Alguns especialistas apontam este acréscimo à evolução dos métodos de diagnóstico, que permitem reconhecer sintomas cada vez mais cedo e até levar em linha de conta comportamentos que eram anteriormente descartados e que hoje são tidos como sinais de transtorno autista.

 

 

Mecanismos complexos

 

Para além disso, a comunidade científica tem procurado investigar as possíveis razões destas patologias. Questões genéticas, hormonais, tóxicas e até medicamentosas estão em cima da mesa e surgem regularmente trabalhos que procuram estabelecer relações de causa-efeito.

 

No entanto, ainda não foi possível conhecer de forma definitiva os complexos mecanismos que resultam neste tipo de alterações de comportamento.

 

Até porque as manifestações do espectro autista são inúmeras e os sinais podem variar de dificuldades moderadas de interacção social à profunda incapacidade de funcionamento que remete a criança para um mundo absolutamente solitário e a impede de viver de forma autónoma.

 

 

Detecção precoce

 

Num ponto os médicos e investigadores estão de acordo: quanto mais cedo forem levantadas suspeitas e feito um diagnóstico mais hipóteses tem o paciente de ser ajudado.

 

Os primeiros sinais de alarme são, habitualmente, levantados pelos pais e não devem ser menorizados pelos profissionais de saúde. Quem melhor conhece a criança é o pai e a mãe, que sabem determinar, por exemplo, se ela está a regredir na sua evolução ou se apresenta comportamentos incomuns ou diferentes de irmãos e primos.

 

A boa notícia é que, na esmagadora maioria dos casos, nada de errado se passa com a criança e os motivos de preocupação são eliminados através de uma observação e análise clínica.

 

 

Vários fatores

 

Ou seja, habitualmente o que se passa é que a criança pode até ainda não dominar uma qualquer capacidade – como falar ou andar – apenas porque ainda não chegou lá e não por incapacidade de o fazer. Ou então, manifesta traços de personalidade que inquietam os adultos mas que são isso mesmo: formas de actuar e desvendar o mundo.

 

Se o médico de família ou pediatra encontrar motivos que levem a pedir uma segunda opinião, existem especialistas que podem esclarecer a situação.
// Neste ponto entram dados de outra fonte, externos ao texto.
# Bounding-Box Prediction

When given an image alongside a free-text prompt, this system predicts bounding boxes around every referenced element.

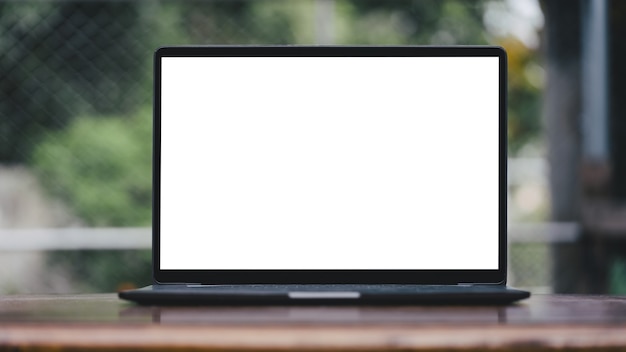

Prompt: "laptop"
[119,46,530,305]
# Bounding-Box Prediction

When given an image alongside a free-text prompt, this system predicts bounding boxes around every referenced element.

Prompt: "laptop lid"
[153,46,507,284]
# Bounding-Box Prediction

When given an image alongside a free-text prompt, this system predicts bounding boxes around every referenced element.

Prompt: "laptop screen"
[155,48,505,278]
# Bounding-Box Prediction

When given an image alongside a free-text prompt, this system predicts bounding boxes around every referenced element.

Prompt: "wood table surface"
[0,294,626,351]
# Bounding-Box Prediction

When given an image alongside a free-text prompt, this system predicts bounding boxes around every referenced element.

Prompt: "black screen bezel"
[152,46,507,284]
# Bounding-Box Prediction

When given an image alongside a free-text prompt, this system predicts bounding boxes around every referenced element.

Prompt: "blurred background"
[0,0,626,294]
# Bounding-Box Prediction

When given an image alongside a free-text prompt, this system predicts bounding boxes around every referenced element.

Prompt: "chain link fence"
[0,0,549,292]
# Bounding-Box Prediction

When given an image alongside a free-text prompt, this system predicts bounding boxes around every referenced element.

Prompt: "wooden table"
[0,294,626,351]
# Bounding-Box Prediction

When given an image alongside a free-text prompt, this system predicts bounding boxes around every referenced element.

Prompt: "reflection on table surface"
[0,294,626,326]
Em Portugal, existem vários serviços públicos de saúde mental infantil que possuem equipas de pedopsiquiatras, terapeutas e outros técnicos que diagnosticam e abordam estes casos.

 

É possível às famílias solicitarem este tipo de abordagem. Basta pedir os contactos ao médico assistente ou dirigirem-se às unidades hospitalares da sua área de residência.

 

 

Processo longo e complexo

 

A confirmação de uma patologia do espectro autista numa criança nunca é um processo rápido ou fácil, já que não existem exames definitivos cujo resultado indique a doença. Chegar a resultados implica a profunda observação do quotidiano e comportamentos e a sua evolução ao longo de um determinado período de tempo.

 

Os médicos procuram também contar com a colaboração em empenho das pessoas que lhe são mais próximas. O testemunho da família, dos amigos e educadores é fundamental para procurar obter um diagnóstico. E mesmo com todo este esforço, nem sempre esse diagnóstico é claro. O número e variedade de transtornos do espectro autista é tal forma alto que quase chega a ser único de caso para caso. Este é um ramo da medicina em mutação constante e que coloca desafios muito especiais a todos os envolvidos.

 

De qualquer forma, o desenvolvimento de conhecimentos e abordagens clínicas tem permitido avançar na terapêutica e ajudar cada vez mais as crianças autistas e as suas famílias.